Narrative Lectionary Daily Devotions written by Kace Leetch from Clergy Stuff.

 amphitheater at Ephesus

Before Snapchat, before email, even before snail mail, there was mass communication of another sort. But it came painfully slowly. It came one speech at a time.

Paul was the orator of such communication. To communicate with masses of people, Paul stationed himself in some of the trade and cultural centers of his day, preaching in the synagogues and lecture halls day after day, until everyone who lived in or passed through regularly had heard the word of the Lord. 

Ephesus was a cultural center of the region. It housed the Library of Celsus, which included 12,000 scrolls during the Roman Empire, an amphitheater capable of seating 25,000 (mass communication of its day!), and the nearby Temple of Artemis, one of the Seven Wonders of the Ancient World. It was an ideal place for Paul to preach and teach, and he was able to spread the word to countless masses.

Paul's efforts to spread the word also served to unify the Christian communities under one set of governing principles. One of his first matters of business was to baptize John's followers, who had been baptized into a baptism of repentance, into Jesus' baptism for the forgiveness of sins and eternal life. He laid hands on them, and they received the gift of Jesus' Holy Spirit. Paul's work of unifying the church and spreading the word was well underway.

Narrative Lectionary Text: Acts 19:1-10

While Apollos was in Corinth, Paul passed through the interior regions and came to Ephesus, where he found some disciples. He said to them, “Did you receive the Holy Spirit when you became believers?” They replied, “No, we have not even heard that there is a Holy Spirit.” Then he said, “Into what then were you baptized?” They answered, “Into John’s baptism.” Paul said, “John baptized with the baptism of repentance, telling the people to believe in the one who was to come after him, that is, in Jesus.” On hearing this, they were baptized in the name of the Lord Jesus. When Paul had laid his hands on them, the Holy Spirit came upon them, and they spoke in tongues and prophesied— altogether there were about twelve of them.
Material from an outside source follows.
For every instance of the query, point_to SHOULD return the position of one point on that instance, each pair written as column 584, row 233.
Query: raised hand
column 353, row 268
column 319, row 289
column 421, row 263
He entered the synagogue and for three months spoke out boldly, and argued persuasively about the kingdom of God. When some stubbornly refused to believe and spoke evil of the Way before the congregation, he left them, taking the disciples with him, and argued daily in the lecture hall of Tyrannus. This continued for two years, so that all the residents of Asia, both Jews and Greeks, heard the word of the Lord.